Lojalność klientów wobec marki to coś, co dla wielu marek jest kluczową kwestią. Tutaj latami brylowała Toyota, której w USA nikt nie mógł dorównać. Wiele osób przesiadało się pomiędzy kolejnymi samochodami marki, nie biorąc pod uwagę konkurencyjnych marek.
Teraz jednak uległo to zmianie. Japońska marka wypadła ze ścisłej czołówki i przegrała z amerykańskimi konkurentami. Co więcej - wierni użytkownicy Toyot przesiedli się głównie do Tesli.
Toyota przegrywa na polu elektromobilności. Nawet w USA jest to widoczne
W USA ta japońska marka od lat była w ścisłej czołówce lojalności klientów, wraz z Fordem i Chevroletem. Teraz błękitny owal zajął najwyższy stopień podium, a Chevrolet zadowolił się drugim miejsce. Wysokie pozycje zajmują też takie marki jak Subaru, Nissan, Kia i Hyundai. To właśnie za nimi znalazło się nowe miejsce Toyoty, dla której współczynnik lojalności spadł do 52,3%.

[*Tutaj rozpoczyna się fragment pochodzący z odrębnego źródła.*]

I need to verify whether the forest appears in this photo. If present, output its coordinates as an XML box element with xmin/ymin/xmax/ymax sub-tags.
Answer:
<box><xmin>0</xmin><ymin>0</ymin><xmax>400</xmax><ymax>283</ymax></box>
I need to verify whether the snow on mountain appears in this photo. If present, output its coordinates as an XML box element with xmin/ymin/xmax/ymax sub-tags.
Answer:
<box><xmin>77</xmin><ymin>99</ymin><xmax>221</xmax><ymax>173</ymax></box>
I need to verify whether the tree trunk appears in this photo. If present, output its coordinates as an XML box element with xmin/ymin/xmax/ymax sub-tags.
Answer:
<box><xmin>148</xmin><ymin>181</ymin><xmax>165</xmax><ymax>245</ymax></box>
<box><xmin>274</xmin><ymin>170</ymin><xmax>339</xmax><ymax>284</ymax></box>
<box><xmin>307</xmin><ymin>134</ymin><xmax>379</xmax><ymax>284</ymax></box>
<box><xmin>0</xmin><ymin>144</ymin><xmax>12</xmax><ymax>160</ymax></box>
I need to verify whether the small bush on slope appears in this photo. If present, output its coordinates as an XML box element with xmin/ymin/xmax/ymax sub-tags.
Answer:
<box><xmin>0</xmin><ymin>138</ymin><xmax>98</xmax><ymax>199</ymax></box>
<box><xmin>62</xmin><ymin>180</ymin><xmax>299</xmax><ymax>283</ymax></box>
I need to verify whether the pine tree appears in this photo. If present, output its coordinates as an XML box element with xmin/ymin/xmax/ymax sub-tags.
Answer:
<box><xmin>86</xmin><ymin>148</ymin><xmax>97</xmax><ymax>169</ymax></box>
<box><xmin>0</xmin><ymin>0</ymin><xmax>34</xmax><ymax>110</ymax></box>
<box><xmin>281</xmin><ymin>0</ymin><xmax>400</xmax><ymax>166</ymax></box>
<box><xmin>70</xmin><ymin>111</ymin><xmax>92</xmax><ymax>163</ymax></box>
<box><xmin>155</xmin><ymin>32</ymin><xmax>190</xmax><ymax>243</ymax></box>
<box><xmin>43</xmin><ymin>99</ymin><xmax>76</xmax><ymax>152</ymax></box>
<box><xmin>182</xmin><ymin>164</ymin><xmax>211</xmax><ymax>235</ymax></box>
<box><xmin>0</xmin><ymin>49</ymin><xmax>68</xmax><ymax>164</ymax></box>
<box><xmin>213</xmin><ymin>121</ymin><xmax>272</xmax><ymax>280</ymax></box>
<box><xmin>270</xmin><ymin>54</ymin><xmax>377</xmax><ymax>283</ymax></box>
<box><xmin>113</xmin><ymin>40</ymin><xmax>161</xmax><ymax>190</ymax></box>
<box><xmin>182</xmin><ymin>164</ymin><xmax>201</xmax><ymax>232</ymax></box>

Większość dotychczasowych użytkowników przesiadła się na Tesle, stawiając na elektromobilność. Japończycy wiedzą o tym i mocno inwestują w nowe modele, które zobaczymy w najbliższych latach. W 2026 roku zadebiutuje też całkowicie nowa platforma, która pozwoli na masowe wykorzystanie akumulatorów półprzewodnikowych.
Co ciekawe w segmencie premium króluje właśnie... Tesla
Tutaj blisko 70% użytkowników pozostaje wierna marce, co jest dużą niespodzianką w obliczu wielu problemów jakościowych, które trapią te samochody. Zajmujące drugie miejsce BMW ma dużo niższy wynik - aż o 18,8%.
Tesla to też jedyna marka w USA, przy której klienci głównie zostają, a nie odchodzą od niej. To tylko pokazuje, że wydajność tych samochodów i dostępność Superchargerów jest kluczową cechą, dla której w USA cieszy się ona taką popularnością.
Zmiany widać także w Europie
Rosnąca popularność Tesli Model 3 i Model Y sprawia, że znane marki tracą klientów. Jednocześnie wielkie koncerny nie są w stanie rywalizować cenowo, a spadającą sprzedaż rekompensują zwolnieniami i cięciami w produkcji. Wszystko wskazuje więc na to, że reszta tej dekady może całkowicie należeć do marki Elona Muska.